No. Input Output Query Temperature (K)
1 epospdbv.asa epospdbv.out epoquery.raw 277.15
2 renspdbv.asa renspdbv.out renquery.raw 277.15
3 ifnpacto.asa ifnpacto.out ifnquery.raw 298.15
4 urepdbxr.asa urepdbxr.out urequery.raw 277.15
5 toxpacto.asa toxpacto.out toxquery.raw 298.15
6 ps1pacto.asa ps1pacto.out ps1query.raw 277.15
7 ps2pacto.asa ps2pacto.out ps2query.raw 293.15
8 ps3pacto.asa ps3pacto.out ps3query.raw 298.15

Notes:

  1. SUIT reports estimated dissocation-constant values for candidate epitopes of peptidic antigen structure.
  2. Antibody-footprint radius (in Å) determines candidate-epitope length (in residues, assuming 3.5 Å contour length per residue).

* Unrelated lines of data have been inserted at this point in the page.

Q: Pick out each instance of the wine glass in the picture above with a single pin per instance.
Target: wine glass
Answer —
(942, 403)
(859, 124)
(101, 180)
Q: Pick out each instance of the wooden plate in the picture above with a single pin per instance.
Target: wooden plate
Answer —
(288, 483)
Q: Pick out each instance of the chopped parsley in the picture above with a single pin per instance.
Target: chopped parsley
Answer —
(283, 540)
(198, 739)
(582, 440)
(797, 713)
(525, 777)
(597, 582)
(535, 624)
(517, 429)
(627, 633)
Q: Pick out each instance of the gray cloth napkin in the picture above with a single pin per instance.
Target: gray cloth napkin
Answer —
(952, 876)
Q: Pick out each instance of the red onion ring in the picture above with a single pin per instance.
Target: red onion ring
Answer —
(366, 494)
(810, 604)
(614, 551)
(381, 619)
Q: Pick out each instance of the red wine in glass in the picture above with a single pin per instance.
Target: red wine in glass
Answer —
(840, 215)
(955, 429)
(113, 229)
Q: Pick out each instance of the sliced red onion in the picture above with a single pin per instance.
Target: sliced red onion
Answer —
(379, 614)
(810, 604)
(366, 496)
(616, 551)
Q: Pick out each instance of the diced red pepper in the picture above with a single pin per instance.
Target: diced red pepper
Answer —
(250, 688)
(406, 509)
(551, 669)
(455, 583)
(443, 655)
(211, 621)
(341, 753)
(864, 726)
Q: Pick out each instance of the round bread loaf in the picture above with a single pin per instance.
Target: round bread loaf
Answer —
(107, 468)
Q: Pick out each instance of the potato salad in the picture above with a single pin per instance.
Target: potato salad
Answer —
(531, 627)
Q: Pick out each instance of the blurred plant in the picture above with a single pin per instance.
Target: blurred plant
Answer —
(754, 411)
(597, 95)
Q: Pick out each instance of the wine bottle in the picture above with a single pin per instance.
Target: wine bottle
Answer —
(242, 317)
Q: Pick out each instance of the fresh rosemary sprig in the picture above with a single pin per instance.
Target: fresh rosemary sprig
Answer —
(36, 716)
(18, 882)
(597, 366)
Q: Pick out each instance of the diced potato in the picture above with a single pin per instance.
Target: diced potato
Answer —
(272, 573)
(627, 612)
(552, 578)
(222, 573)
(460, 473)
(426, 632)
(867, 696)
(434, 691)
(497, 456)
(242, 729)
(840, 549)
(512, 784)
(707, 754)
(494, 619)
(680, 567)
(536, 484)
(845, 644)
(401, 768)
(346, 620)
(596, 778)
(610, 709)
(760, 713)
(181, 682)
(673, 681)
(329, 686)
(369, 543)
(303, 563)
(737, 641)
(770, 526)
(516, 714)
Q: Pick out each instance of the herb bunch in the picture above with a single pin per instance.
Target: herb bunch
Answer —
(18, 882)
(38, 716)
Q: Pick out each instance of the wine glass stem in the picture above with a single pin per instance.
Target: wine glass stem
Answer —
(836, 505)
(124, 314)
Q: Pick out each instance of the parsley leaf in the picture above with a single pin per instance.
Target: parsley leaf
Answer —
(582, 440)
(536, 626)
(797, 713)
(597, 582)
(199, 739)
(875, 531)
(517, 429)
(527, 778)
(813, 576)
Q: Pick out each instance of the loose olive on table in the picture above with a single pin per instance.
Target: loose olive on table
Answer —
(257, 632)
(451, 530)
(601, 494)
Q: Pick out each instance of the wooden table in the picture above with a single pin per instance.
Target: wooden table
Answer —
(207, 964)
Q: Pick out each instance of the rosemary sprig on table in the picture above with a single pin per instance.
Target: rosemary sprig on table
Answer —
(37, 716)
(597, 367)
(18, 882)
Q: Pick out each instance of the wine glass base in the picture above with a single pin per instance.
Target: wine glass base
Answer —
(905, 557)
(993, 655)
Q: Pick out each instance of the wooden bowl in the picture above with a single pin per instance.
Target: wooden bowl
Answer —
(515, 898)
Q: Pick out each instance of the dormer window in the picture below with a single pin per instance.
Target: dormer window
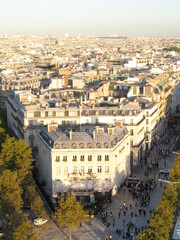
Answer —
(74, 146)
(106, 145)
(81, 145)
(64, 146)
(98, 145)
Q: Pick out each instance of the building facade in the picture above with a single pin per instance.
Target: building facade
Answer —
(83, 162)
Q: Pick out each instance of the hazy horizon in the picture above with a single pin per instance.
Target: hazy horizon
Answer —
(94, 18)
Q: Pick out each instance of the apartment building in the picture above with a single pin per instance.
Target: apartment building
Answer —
(83, 162)
(27, 114)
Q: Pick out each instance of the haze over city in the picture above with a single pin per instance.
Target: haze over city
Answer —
(90, 120)
(91, 17)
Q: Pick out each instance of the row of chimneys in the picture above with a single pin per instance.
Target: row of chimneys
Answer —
(110, 129)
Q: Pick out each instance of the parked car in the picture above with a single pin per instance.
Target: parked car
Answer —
(39, 221)
(166, 170)
(2, 235)
(27, 205)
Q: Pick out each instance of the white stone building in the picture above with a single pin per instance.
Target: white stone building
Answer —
(82, 162)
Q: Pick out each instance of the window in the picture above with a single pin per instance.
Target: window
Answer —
(82, 158)
(141, 89)
(83, 169)
(90, 169)
(131, 132)
(89, 145)
(64, 158)
(99, 169)
(106, 169)
(65, 169)
(81, 145)
(74, 146)
(57, 159)
(75, 169)
(30, 123)
(106, 145)
(58, 170)
(64, 146)
(98, 145)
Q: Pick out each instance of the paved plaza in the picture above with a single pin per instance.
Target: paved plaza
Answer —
(98, 228)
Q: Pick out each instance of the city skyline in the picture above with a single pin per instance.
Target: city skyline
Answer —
(102, 18)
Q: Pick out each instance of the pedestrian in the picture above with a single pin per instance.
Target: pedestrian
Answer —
(113, 222)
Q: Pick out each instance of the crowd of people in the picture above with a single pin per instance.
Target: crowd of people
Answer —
(140, 193)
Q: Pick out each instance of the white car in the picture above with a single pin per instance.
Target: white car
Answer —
(40, 221)
(165, 170)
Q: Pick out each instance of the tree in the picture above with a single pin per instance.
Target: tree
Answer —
(70, 213)
(38, 206)
(25, 231)
(146, 235)
(16, 156)
(10, 192)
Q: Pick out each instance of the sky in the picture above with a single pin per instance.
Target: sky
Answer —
(91, 17)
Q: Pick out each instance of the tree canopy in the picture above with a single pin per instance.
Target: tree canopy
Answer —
(70, 213)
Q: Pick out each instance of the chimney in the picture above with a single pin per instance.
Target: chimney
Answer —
(94, 134)
(111, 130)
(52, 127)
(117, 123)
(70, 134)
(99, 129)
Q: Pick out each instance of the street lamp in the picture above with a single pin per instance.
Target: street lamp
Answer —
(136, 209)
(123, 228)
(177, 153)
(166, 181)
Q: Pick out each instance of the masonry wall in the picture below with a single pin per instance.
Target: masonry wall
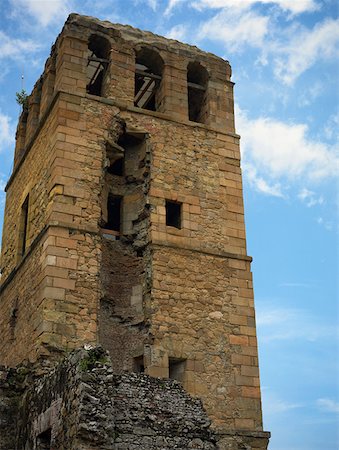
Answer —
(81, 404)
(149, 290)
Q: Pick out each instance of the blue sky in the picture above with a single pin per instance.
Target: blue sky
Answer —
(284, 55)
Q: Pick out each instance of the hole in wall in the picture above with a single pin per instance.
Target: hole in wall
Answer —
(173, 214)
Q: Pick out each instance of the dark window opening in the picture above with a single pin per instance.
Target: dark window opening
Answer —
(197, 78)
(177, 369)
(44, 440)
(138, 364)
(23, 232)
(173, 214)
(113, 213)
(98, 59)
(116, 167)
(148, 71)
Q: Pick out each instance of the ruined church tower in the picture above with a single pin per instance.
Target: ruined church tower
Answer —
(124, 222)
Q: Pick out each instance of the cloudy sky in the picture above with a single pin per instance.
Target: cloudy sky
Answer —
(284, 55)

  3. Ionic/H-bond energy difference accounts for greater binding-affinity contribution of charged relative to uncharged polar functional groups.
  4. Paratope sidechain DeltaSconf (per unit ASA of candidate epitope) accounts for contribution of paratope sidechains to conformational-entropy change upon binding with epitope.
  5. Temperature of immunoassay is selected for initial binding step (e.g., of antibody-antigen preincubation), with default value assumed for ambient/room temperature of 298.15 K (i.e., 25°C).
  6. Dissociation-constant cutoff value determines predicted immunizing-peptide sequences in SUIT output, such that estimated dissociation constant for each candidate epitope in those sequences is below cutoff value.
  7. Excluded amino-acid residue/s can be specified to restrict the allowed set of predicted immunizing-peptide sequences (e.g., such that they are devoid of the readily oxidized residues Cys, Met and Trp).
  8. Optionally, query peptide sequences (e.g., from literature or other programs) can be evaluated for perfect (i.e., 100% identity) matches to peptidic antigen. For each match thus found, the candidate epitope having the lowest estimated dissociation-constant value is reported (e.g., so the said value may be compared with a corresponding experimentally obtained value).
  9. Posttranslational modifications such as glycosylation and phosphorylation are not considered at this time. Posttranslational proteolytic processing may, however, be simulated by deleting the appropriate residues from the antigen structure prior to computation of ASA.